I grit my teeth and rise, then race onto the riverbank after him. He makes no move to check if I have followed.
Another day of silence. Another day of Harlan Raker completely ignoring me, as if I am below even a moment of his notice.
Good. I don’t want to hear about all my shortcomings anyway. My own voice inside my head is enough.
It tells me I’m too slow. Raker won’t adjust his speed for me. Either I match his pace … or I get left behind.
We don’t have creatures. Not anymore, at least. Most—if not all—of this journey will be made on foot. Just like the swimming, this is a weakness that needs to be strengthened. I need to be strengthened, like pouring high metal into a lesser blade. Like reinforcing it.
I vary between walking quickly, jogging, then resting. Sometimes, I lose sight of him altogether and run at top speed, only to crest a hill and see his unmistakable form below, armor glimmering beneath the sun.
My bleeding hand quickly becomes irritating. I replace the bandage again, using more torn fabric, knowing it could get infected. And then what? I have no medicine. And no illusions that Raker won’t leave me feverish and dying.
No, he won’t leave me. He’ll likely kill me and take my sword.
That’s fucking comforting.
Distractions prove to be their own medicines.
I study the curve of the landscape, how this world is like an endless painting, each mile more sparkling than the last. Right now, the grass is dark green.
Large rocks rise from the ground in sharp angles.

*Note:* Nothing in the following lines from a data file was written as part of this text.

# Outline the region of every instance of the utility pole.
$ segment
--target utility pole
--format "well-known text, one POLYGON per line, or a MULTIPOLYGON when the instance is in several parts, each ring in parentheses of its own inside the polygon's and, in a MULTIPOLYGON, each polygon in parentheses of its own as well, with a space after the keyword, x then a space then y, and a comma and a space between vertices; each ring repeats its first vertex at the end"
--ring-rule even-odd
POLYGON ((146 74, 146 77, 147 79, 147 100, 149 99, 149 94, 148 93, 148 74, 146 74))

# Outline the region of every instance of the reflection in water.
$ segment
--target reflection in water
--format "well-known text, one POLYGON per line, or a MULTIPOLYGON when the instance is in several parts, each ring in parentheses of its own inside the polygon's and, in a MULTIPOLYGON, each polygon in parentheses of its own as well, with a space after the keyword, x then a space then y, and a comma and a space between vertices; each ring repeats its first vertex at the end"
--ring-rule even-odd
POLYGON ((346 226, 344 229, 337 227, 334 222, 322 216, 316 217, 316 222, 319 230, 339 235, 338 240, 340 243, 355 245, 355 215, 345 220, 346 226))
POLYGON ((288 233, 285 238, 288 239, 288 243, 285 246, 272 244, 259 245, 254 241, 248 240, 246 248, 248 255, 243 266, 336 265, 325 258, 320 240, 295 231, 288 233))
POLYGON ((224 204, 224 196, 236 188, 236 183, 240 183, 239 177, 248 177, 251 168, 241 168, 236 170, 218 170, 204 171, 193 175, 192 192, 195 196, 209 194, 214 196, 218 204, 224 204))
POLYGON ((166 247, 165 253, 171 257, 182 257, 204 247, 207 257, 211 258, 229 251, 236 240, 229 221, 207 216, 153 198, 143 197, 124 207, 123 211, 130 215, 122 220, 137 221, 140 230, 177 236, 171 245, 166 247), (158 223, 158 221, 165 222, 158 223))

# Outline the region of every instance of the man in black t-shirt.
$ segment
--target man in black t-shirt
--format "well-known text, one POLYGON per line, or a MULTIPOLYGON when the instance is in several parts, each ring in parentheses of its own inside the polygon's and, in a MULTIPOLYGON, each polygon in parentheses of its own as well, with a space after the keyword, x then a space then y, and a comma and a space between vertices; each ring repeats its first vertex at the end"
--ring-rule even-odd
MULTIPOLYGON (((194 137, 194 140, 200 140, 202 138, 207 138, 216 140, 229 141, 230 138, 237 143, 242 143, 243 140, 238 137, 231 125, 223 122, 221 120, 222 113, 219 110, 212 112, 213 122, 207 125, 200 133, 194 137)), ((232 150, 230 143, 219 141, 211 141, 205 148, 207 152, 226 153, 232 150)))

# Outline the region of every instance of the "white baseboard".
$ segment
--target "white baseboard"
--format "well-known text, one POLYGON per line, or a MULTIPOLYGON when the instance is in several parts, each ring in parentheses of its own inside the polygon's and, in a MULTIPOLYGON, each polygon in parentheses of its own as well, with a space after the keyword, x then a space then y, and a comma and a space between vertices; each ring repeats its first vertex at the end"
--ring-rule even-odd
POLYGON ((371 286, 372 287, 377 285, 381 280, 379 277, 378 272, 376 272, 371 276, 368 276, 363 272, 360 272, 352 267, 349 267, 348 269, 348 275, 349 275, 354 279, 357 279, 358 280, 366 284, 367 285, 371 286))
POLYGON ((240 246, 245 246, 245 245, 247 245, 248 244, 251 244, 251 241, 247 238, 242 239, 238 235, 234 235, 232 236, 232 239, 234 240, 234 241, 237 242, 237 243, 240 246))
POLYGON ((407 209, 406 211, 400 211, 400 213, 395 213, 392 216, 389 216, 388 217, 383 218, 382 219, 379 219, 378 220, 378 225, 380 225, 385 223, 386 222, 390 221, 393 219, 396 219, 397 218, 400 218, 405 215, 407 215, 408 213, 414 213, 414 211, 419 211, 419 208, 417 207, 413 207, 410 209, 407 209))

Some form clusters of mountains. We walk by ruin after ruin.
I feel the whisper of their histories as I pass them by, as if there are secrets hidden between those stones.
As if they once formed a magnificent place.
Now they sit in forgotten piles.
The path tilts up and down, alongside craggy mountains, through wildflower-speckled glens. When the sun is shining brightly above, we reach a valley covered in violet.